Em suma, a obrigatoriedade da citação do cônjuge do devedor nos casos de penhora de bens imóveis ou móveis sujeitos a registo na execução fiscal, com a subsequente atribuição da posição de parte nesse processo executivo, que já encontrava previsão no CPCI, implica que a Recorrente não tenha a possibilidade de embargar de terceiro, devendo reagir contra atos ilegais que afetem os seus direitos através dos meios processuais concedidos ao executado. Deste modo, se após a separação de meações e partilha dos bens realizada após a sua citação, a propriedade do imóvel penhorado lhe é atribuída, poderá pedir o levantamento da penhora no próprio processo executivo - caso esteja em causa dívida da exclusiva responsabilidade do devedor que consta do título executivo – sendo tal pedido analisado e decidido pelo órgão da execução fiscal, com possibilidade de reclamação da sua decisão para tribunal, nos termos previstos no artigo 276.º do CPPT (A que correspondia o recurso judicial previsto no artigo 355.º na vigência do CPT)”.

Pelo que ficou dito o recurso improcede.

6. Conforme resulta da decisão recorrida, esta julgou que os embargos não constituíam meio processual adequado para a pretensão da recorrente, não tendo, porém, apreciado qual o meio correto e se era admissível a convolação.

Ora, de acordo com o disposto no artº 97º, nº 3 da LGT ordenar-se-á a correcção do processo quando o meio usado não for o adequado segundo a lei, sendo certo que esta convolação é de natureza oficiosa.

Cumpre então apreciar qual seria o meio processual adequado e se era legalmente admissível a convolação.

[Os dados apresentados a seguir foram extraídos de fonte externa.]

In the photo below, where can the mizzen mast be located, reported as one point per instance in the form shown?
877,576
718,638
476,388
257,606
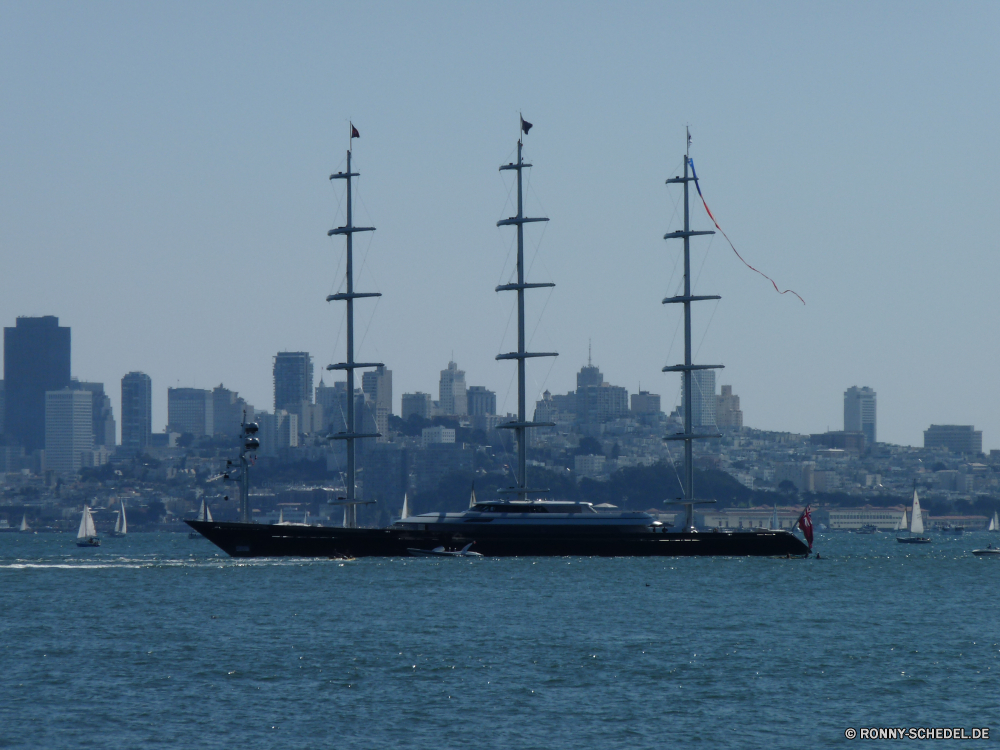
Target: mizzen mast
349,365
522,425
688,368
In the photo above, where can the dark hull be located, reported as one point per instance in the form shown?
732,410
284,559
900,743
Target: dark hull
261,540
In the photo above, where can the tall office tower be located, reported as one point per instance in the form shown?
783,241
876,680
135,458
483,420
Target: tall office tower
727,410
645,402
35,360
451,393
859,412
228,410
104,417
417,403
481,401
69,429
293,373
702,398
137,412
190,410
377,386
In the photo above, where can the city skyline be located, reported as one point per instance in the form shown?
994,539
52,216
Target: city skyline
797,119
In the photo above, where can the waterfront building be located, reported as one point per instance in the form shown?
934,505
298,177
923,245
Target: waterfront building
481,401
884,519
452,392
957,438
69,429
859,412
436,435
727,410
137,411
190,410
417,403
293,379
36,360
645,402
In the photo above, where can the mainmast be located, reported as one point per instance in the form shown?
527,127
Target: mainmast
522,425
349,365
687,368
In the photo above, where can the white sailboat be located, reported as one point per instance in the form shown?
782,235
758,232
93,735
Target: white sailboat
87,534
121,523
901,526
916,524
204,514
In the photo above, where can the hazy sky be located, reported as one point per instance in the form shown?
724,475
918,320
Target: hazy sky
164,191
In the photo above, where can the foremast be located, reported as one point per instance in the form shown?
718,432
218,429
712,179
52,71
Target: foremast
686,369
522,425
349,365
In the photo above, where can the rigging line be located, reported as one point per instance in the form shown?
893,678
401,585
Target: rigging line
709,212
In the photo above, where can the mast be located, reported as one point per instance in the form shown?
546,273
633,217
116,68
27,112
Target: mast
522,425
689,435
349,365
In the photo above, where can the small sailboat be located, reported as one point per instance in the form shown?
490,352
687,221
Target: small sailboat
901,526
204,514
121,523
87,535
916,524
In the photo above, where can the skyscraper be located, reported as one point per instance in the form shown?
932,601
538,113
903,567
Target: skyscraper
293,377
191,410
137,411
859,412
36,359
377,386
702,398
69,429
103,417
452,393
481,401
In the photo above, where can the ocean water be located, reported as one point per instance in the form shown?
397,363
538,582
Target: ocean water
158,640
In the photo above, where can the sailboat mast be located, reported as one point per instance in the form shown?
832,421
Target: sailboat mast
687,369
349,365
522,425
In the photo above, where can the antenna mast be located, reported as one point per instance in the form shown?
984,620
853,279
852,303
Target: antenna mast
687,368
349,365
522,425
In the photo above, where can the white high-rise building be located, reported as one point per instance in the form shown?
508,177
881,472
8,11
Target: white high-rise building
69,429
452,392
859,412
703,400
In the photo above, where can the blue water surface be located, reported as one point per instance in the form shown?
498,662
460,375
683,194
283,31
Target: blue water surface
158,640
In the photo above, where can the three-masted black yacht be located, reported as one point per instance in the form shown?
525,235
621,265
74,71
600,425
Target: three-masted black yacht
521,524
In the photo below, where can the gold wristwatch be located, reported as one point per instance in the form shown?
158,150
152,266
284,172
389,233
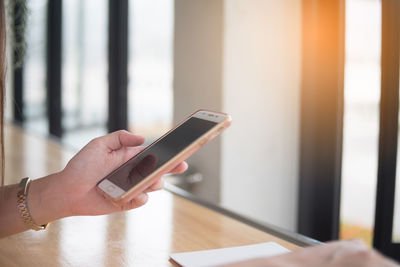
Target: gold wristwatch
22,204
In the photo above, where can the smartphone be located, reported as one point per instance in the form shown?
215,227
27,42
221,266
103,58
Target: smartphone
142,170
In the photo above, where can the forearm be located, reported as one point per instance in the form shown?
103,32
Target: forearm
45,201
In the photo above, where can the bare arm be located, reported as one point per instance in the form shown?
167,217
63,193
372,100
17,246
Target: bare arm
73,190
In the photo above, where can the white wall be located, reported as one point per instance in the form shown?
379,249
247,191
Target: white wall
243,57
198,80
262,49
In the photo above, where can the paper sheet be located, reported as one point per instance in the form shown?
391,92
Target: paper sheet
228,255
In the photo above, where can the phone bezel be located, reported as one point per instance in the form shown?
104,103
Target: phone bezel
117,195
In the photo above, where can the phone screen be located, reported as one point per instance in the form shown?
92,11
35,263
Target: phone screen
142,165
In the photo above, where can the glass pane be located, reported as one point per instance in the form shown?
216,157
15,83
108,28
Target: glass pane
150,67
396,214
35,67
361,118
85,68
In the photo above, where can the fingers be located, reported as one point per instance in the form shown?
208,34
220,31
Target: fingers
119,139
158,185
137,202
181,167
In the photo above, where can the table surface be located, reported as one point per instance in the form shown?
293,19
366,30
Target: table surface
146,236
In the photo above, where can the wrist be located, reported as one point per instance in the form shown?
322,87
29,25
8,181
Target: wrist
46,199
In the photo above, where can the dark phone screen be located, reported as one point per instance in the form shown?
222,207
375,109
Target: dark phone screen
143,164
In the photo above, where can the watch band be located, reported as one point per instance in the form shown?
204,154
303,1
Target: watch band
22,204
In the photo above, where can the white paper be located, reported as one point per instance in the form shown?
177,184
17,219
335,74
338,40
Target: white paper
215,257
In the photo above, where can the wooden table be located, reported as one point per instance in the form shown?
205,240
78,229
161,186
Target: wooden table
143,237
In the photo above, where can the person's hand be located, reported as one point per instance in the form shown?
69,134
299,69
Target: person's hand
96,160
334,254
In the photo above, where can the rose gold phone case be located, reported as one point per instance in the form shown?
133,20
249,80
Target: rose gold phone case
172,163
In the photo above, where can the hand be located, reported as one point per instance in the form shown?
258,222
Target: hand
96,160
333,254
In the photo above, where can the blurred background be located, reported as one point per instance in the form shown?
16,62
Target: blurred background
246,58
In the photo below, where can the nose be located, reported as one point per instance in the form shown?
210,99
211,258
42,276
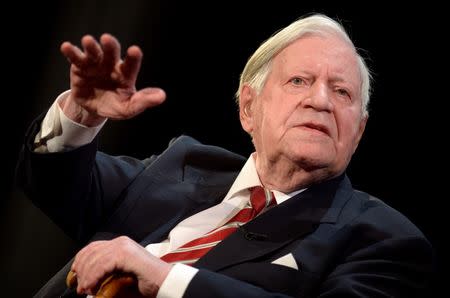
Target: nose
318,97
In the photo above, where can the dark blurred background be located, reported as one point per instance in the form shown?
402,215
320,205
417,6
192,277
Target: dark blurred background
196,53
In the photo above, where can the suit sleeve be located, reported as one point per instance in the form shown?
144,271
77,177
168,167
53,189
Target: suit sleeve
78,189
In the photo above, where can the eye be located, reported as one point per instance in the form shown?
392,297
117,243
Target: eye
343,93
297,81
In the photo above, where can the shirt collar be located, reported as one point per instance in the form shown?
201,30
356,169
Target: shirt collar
248,178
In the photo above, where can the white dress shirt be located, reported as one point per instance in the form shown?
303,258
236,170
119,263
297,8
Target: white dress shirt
59,133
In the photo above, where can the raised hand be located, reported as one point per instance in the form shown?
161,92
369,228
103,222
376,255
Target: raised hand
102,84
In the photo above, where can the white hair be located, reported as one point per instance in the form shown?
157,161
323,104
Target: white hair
259,64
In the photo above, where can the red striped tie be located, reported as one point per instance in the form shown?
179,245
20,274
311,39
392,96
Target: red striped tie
190,252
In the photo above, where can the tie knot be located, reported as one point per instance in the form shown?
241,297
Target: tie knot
261,198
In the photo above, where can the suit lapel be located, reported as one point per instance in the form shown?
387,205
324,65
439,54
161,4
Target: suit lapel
279,226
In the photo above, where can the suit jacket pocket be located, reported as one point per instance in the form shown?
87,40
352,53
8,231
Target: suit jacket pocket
273,277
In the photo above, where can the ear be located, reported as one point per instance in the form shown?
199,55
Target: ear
361,128
246,98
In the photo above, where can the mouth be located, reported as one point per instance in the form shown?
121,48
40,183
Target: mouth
316,127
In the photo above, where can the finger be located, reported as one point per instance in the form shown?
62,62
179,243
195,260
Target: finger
80,257
97,268
111,49
146,98
131,64
72,53
92,49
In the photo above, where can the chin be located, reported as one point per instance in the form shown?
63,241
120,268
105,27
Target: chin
313,160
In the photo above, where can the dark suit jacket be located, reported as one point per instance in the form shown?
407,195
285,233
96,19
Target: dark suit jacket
345,242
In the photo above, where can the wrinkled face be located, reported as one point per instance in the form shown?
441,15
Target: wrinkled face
309,111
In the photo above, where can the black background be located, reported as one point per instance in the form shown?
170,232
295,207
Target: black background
196,53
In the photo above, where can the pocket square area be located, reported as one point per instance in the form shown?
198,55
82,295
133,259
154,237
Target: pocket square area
288,261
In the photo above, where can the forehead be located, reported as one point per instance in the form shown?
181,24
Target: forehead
313,53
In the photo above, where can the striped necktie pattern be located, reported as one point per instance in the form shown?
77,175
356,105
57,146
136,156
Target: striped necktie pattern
189,253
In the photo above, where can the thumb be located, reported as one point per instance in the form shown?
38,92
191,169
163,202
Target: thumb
147,98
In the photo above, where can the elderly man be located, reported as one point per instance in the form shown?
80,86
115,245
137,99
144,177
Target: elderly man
200,221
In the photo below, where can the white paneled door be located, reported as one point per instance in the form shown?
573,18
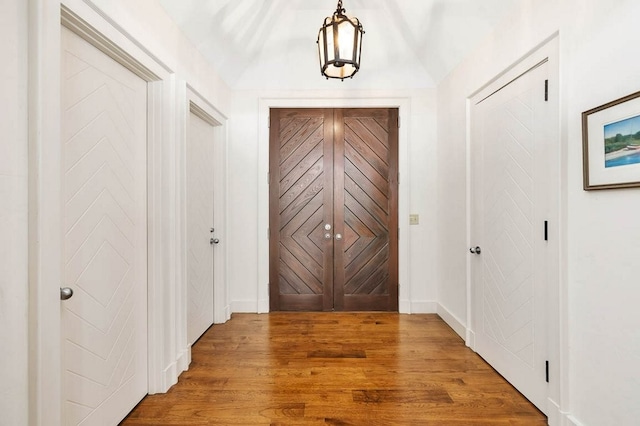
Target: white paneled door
200,233
104,324
512,189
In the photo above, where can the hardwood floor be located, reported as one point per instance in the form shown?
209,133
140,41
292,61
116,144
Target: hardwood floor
336,369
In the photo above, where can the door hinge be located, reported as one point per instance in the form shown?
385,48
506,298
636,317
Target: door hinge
546,90
546,368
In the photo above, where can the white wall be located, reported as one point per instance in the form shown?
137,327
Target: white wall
13,214
599,289
148,24
248,199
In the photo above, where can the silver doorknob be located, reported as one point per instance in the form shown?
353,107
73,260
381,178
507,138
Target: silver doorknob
66,293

Na petição inicial a recorrente insurge-se contra o despacho que ordenou a penhora, que lhe foi notificada em 02.05.2012, pedindo, a final, a revogação do despacho que ordenou a referida penhora.

Ora, o despacho que ordena a penhora é da autoria do órgão da execução fiscal, sendo certo que, de acordo com o artº 276º do CPPT, dos despachos do órgão da execução fiscal se reclama para o tribunal tributário de 1ª instância.

Sendo assim, no caso concreto, seria admissível a reclamação prevista no citado artº 276º, se oportunamente deduzida.

Ora, essa reclamação deve ser deduzida no prazo de 10 dias após a notificação da decisão lesiva do direito do interessado (artº. 277º, nº 1 do CPPT). No caso concreto, tendo a notificação ocorrido em 02.05.2012 e a petição sido apresentada em 23 seguinte desde logo se vê que não é possível a convolação já que isso significaria dar à recorrente um direito que ela não tinha - a de apresentar a reclamação muito para além do prazo legalmente previsto.

7. Nestes termos e pelo exposto, nega-se provimento ao recurso, confirmando-se a decisão recorrida.

Custas pela recorrente.

Lisboa, 23 de abril de 2013. – Valente Torrão (relator) – Francisco Rothes – Pedro Delgado.